As part of a Jagermeister Music Tour, Alaska’s Portugal. The Man rolled into a sold-out Music Hall of Williamsburg on a balmy April evening. The hall is ideal, a shallow room with a wide stage, there are huge baubles draped across it and out over the crowd. There’s an upstairs bar, a downstairs bar, balconies each side and plenty of room for just hanging out before the gig as well as a big merch area where every album by the band was on sale on vinyl and cd.

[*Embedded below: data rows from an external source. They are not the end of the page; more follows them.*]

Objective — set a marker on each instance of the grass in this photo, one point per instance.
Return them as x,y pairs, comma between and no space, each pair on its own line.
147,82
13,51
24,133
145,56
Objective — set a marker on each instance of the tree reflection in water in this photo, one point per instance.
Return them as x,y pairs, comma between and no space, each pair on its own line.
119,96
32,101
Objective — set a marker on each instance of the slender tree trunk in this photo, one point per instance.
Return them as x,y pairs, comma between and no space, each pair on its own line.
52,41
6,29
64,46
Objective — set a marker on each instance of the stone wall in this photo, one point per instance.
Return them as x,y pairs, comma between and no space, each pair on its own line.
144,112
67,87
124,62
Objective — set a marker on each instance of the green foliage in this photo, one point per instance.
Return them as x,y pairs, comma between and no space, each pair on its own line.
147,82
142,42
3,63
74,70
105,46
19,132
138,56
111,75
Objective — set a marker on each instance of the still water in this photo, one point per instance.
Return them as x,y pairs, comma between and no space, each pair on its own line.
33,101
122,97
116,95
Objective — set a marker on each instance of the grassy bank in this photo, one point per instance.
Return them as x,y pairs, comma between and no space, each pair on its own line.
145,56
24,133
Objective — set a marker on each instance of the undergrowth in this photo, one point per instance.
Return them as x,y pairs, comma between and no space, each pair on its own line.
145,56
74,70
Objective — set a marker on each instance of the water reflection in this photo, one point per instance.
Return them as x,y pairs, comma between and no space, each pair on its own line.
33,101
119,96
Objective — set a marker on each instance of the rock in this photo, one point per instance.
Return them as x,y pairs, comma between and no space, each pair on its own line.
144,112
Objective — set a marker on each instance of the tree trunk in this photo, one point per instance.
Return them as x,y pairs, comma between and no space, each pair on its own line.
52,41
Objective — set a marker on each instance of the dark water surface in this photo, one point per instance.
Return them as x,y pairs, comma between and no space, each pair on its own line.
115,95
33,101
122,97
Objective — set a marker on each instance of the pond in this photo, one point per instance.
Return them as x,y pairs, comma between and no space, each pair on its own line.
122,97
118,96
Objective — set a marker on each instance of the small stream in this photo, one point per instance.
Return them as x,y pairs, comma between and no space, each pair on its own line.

The crowd pour in slowly during the catchy jangle of the support band, The Lonely Forest, and there’s a cooling breeze running through the warm room. Right from the off, as the baubles pop to life, the five-piece get straight into ’All Your Light’, no teasing, all action. With the vocals shared heavily between the two frontmen John Gourley is tucked away to the left of the stage but the more energetic Zachary Carothers cuts a fine figure of energy center-stage. Coupled with the dancing lights, the mood is like turning the switch for ’Friday’ from off to on.
Three songs in and ’So American’ starts with some seemingly mis-timed drums but soon recovers to hands-in-the-air levels. With the main singing in ’So American’ being done by Gourley on the dark left side, there’s something missing from the spectacle but you could not fault the energy firing from stage to crowd, and these levels were only just beginning to climb. ’Devil’ quickly turns into something seemingly familiar and soon we’re knee-deep in The Beatles’ ’Helter Skelter’, ripped apart, reconstructed and put on steroids. It sonically tears the house down and it is really, really loud. Proper order.
And on it goes. There’s hardly a break taken to tune guitars, and no energy-sapping chatty bits in-between, they careered through 20 songs and were sometimes drowned out by the fired-up crowd especially as ’Sleep Forever’ closed the set twisting into the final chorus of ’Hey Jude’ which sparked a rapturous sing-along. The crowd here are givers, singing as much as they can, piled in around the front and punching the air till the blood runs out of their arms, they are perhaps 51% of the gig. A cheery stage-diver is safely caught while security remain sensibly invisible.
Coming back for one more (that’s how to do an encore, kids. Put everything into a 19 song set then, if they reeeeallly want it,have one more song up the sleeve) the pace is calmed somewhat with ’And I’. While the band are closing off, in a most surreal episode, a grey-bearded skinny dude walks his way through the crowd past us heading for the back with a large plate of fresh cheese and grapes out in front of him. It’s a look-at-the-guy-beside-you-to-see-if-that-really-happened moment.
Leaving on a high it’s now time for the bars of Willamsburg or the L train to soak up the parting crowd on the night the locals call 20-4, an unofficial day of the stoner by all accounts. A glorious Friday show, the humming of ’Helter Skelter’ saw us all the way home.